COUR D’APPEL D’ANGERS

CHAMBRE A - CIVILE

ARRÊT DU 25 JANVIER 2002

 

ÉLÉMENTS D’IDENTIFICATION DE LA DÉCISION       (N.B. : mention ne figurant pas sur l’original)

R.G. n° 19/00054. N° Portalis DBVP-V-B7D-EN7Y. Jugement du 29 novembre 2018, Tribunal de Grande Instance de LAVAL, n° d'inscription au RG de première instance 18/00317.

 

APPELANT :

Monsieur X.

né le [date] à [ville], [...], [...] (bénéficie d'une aide juridictionnelle Totale numéro 2019/XX du [date] accordée par le bureau d'aide juridictionnelle de ANGERS), Représenté par Maître Nathalie G., avocat au barreau d'ANGERS - N° du dossier 19003

 

INTIMÉE :

SAS SIXT

agissant poursuites et diligences de son représentant légal en exercice, domicilié ès qualités au siège social [...], [...], Représentée par Maître Pierre L. substituant Maître Thierry B. de la SELARL LEXCAP, avocat postulant au barreau d'ANGERS - N° du dossier 13901193, et Maître Caroline T., avocat plaidant au barreau de MONTPELLIER

 

COMPOSITION DE LA COUR : L'affaire a été débattue publiquement à l'audience du 13 décembre 2021 à 14 H 00, les avocats ne s'y étant pas opposés, devant Mme REUFLET, Conseiller, qui a été préalablement entendue en son rapport.

Ce magistrat a rendu compte des plaidoiries dans le délibéré de la Cour, composée de : Madame ROUSTEAU, Présidente de chambre, Madame MULLER, Conseiller, Madame REUFLET, Conseiller.

Greffière lors des débats : Madame LEVEUF

ARRÊT : contradictoire ; Prononcé publiquement le 25 janvier 2022 par mise à disposition de l'arrêt au greffe de la cour, les parties en ayant été préalablement avisées dans les conditions de l'article 450 du code de procédure civile ; Signé par Sylvie ROUSTEAU, Présidente de chambre et par Christine LEVEUF, Greffière à laquelle la minute de la décision a été remise par le magistrat signataire.

 

EXPOSÉ DU LITIGE                                                           (N.B. : mention ne figurant pas sur l’original)

EXPOSÉ DU LITIGE :

M. X. a loué auprès de la SAS Sixt un véhicule Audi A3 immatriculé XXX du 26 juin au 3 juillet 2017. Le 28 juin 2017, à la suite d'une erreur de carburant lors de l'approvisionnement, le véhicule a été restitué endommagé.

Le 26 juillet 2017, un rapport d'expertise a été établi par l'EIRL D. expertises à la demande de la SAS Sixt.

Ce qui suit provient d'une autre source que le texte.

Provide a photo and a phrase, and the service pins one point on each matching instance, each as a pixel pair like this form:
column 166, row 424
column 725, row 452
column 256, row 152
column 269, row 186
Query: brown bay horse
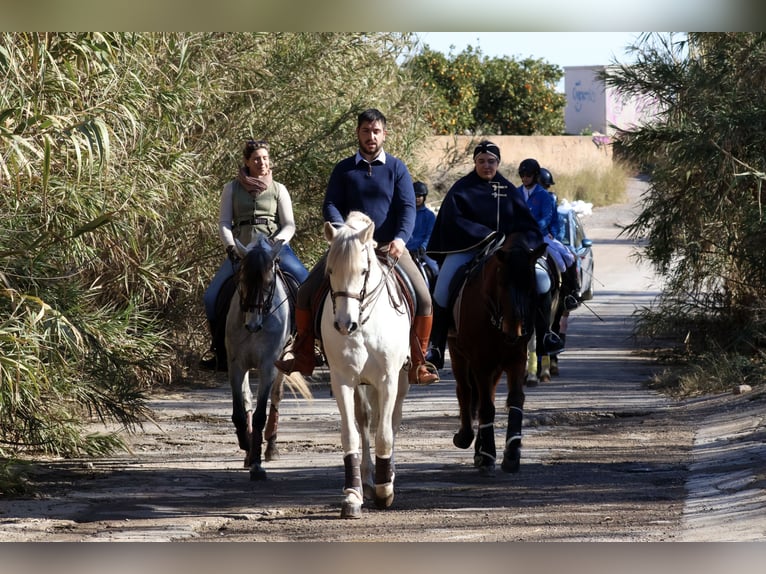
column 494, row 319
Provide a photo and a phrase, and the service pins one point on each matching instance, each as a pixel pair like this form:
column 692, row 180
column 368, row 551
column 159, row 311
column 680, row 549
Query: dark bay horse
column 257, row 327
column 494, row 320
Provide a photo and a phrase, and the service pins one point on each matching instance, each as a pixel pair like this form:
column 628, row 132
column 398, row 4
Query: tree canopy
column 703, row 220
column 471, row 93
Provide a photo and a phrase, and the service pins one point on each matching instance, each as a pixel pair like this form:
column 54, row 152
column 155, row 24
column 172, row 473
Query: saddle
column 468, row 271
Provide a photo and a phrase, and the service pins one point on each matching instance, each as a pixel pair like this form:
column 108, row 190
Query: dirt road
column 603, row 458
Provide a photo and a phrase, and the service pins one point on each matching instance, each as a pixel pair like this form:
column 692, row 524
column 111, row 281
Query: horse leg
column 351, row 506
column 515, row 404
column 531, row 379
column 352, row 488
column 272, row 423
column 242, row 411
column 363, row 412
column 384, row 446
column 466, row 401
column 257, row 472
column 270, row 434
column 545, row 369
column 485, row 451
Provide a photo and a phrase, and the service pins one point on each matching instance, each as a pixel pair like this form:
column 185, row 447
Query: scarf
column 254, row 185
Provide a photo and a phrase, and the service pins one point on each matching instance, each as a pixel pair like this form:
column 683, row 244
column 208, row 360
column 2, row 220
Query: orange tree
column 473, row 93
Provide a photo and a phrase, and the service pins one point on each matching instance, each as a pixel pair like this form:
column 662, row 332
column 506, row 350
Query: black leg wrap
column 515, row 416
column 353, row 472
column 384, row 470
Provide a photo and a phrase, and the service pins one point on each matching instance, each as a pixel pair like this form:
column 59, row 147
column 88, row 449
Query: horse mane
column 344, row 247
column 256, row 266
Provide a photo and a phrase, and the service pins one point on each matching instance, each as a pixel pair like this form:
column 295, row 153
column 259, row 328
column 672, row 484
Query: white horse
column 257, row 327
column 366, row 339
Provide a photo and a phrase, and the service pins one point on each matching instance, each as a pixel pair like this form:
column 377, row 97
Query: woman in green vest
column 251, row 202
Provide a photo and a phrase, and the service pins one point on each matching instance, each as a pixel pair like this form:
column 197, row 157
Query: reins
column 368, row 300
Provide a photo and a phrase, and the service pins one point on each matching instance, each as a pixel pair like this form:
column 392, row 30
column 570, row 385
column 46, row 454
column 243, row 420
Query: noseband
column 366, row 299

Par acte d'huissier du 27 juin 2018, la SAS Sixt a fait assigner M. X. devant le tribunal de grande instance de Laval aux fins de voir :

- condamner M. X. à lui payer la somme de 12.713,66 euros correspondant au montant de la facture indemnitaire du 31 juillet 2017, outre les intérêts au taux légal,

- ordonner la capitalisation annuelle des intérêts échus depuis plus d'un an, de 1.271 euros au titre de dommages et intérêts pour résistance abusive,

- condamner M. X. à lui payer la somme de 1.271 euros à titre de dommages et intérêts pour réticence abusive,

- condamner M. X. à lui payer la somme de 1.500 euros au titre de l'article 700 du Code de procédure civile, outre les dépens.

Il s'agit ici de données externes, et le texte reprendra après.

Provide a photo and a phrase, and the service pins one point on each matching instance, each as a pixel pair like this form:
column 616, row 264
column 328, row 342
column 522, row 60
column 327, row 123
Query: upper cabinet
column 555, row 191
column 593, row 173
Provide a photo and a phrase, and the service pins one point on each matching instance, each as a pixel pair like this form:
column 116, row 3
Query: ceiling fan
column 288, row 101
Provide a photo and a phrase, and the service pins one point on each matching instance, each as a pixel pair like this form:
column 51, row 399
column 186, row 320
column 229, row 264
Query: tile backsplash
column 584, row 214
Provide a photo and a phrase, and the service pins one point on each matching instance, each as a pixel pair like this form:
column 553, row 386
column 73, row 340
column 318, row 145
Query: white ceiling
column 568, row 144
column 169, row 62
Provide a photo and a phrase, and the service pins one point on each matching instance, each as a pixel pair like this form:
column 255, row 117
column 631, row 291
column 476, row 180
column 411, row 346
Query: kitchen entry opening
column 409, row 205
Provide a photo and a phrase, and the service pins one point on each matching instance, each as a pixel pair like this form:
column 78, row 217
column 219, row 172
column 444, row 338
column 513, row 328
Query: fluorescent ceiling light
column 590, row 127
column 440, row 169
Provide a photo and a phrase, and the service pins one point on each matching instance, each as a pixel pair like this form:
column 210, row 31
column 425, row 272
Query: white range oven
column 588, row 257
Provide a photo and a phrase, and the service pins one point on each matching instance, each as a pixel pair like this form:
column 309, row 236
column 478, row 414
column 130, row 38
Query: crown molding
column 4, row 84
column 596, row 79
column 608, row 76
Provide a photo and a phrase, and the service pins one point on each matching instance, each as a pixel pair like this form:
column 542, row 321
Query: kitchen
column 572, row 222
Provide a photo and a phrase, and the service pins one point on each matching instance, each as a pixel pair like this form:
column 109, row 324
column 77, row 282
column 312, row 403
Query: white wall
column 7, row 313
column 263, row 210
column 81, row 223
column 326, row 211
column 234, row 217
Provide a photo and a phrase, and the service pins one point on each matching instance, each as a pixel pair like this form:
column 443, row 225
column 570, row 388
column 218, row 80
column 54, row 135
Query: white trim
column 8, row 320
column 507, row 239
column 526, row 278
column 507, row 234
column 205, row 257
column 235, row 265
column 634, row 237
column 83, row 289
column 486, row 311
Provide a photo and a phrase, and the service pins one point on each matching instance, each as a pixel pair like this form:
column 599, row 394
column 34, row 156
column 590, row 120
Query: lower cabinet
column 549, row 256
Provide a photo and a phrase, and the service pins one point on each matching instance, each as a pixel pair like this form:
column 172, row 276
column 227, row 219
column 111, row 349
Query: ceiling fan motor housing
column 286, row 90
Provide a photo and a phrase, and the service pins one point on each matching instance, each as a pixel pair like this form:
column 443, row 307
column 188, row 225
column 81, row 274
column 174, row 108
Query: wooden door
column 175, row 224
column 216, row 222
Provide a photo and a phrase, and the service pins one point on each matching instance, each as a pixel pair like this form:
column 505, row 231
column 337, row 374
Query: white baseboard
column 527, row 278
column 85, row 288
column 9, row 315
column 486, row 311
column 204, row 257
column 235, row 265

Par jugement réputé contradictoire du 29 novembre 2018, le tribunal de grande instance de Laval a :

- condamné M. X. à payer à la SAS Sixt la somme de 12.713,66 euros outre les intérêts au taux légal à compter du 11 décembre 2017,

- rejeté la demande au titre d'une résistance abusive,

- condamné M. X. à payer à la SAS Sixt la somme de 1.500 euros sur le fondement des dispositions de l'article 700 du Code de procédure civile,

- condamné M. X. aux entiers dépens,

- ordonné l'exécution provisoire de la décision.

Par déclaration reçue au greffe le 10 janvier 2019, M. X. a interjeté appel dudit jugement en toutes ces dispositions sauf en ce qu'il a rejeté la demande au titre d'une résistance abusive.

Les conclusions d'appelant ont été notifiées par la voie électronique le 9 avril 2019. L'intimé a constitué avocat le 29 mars 2019 et notifié ses conclusions le 21 juin 2019.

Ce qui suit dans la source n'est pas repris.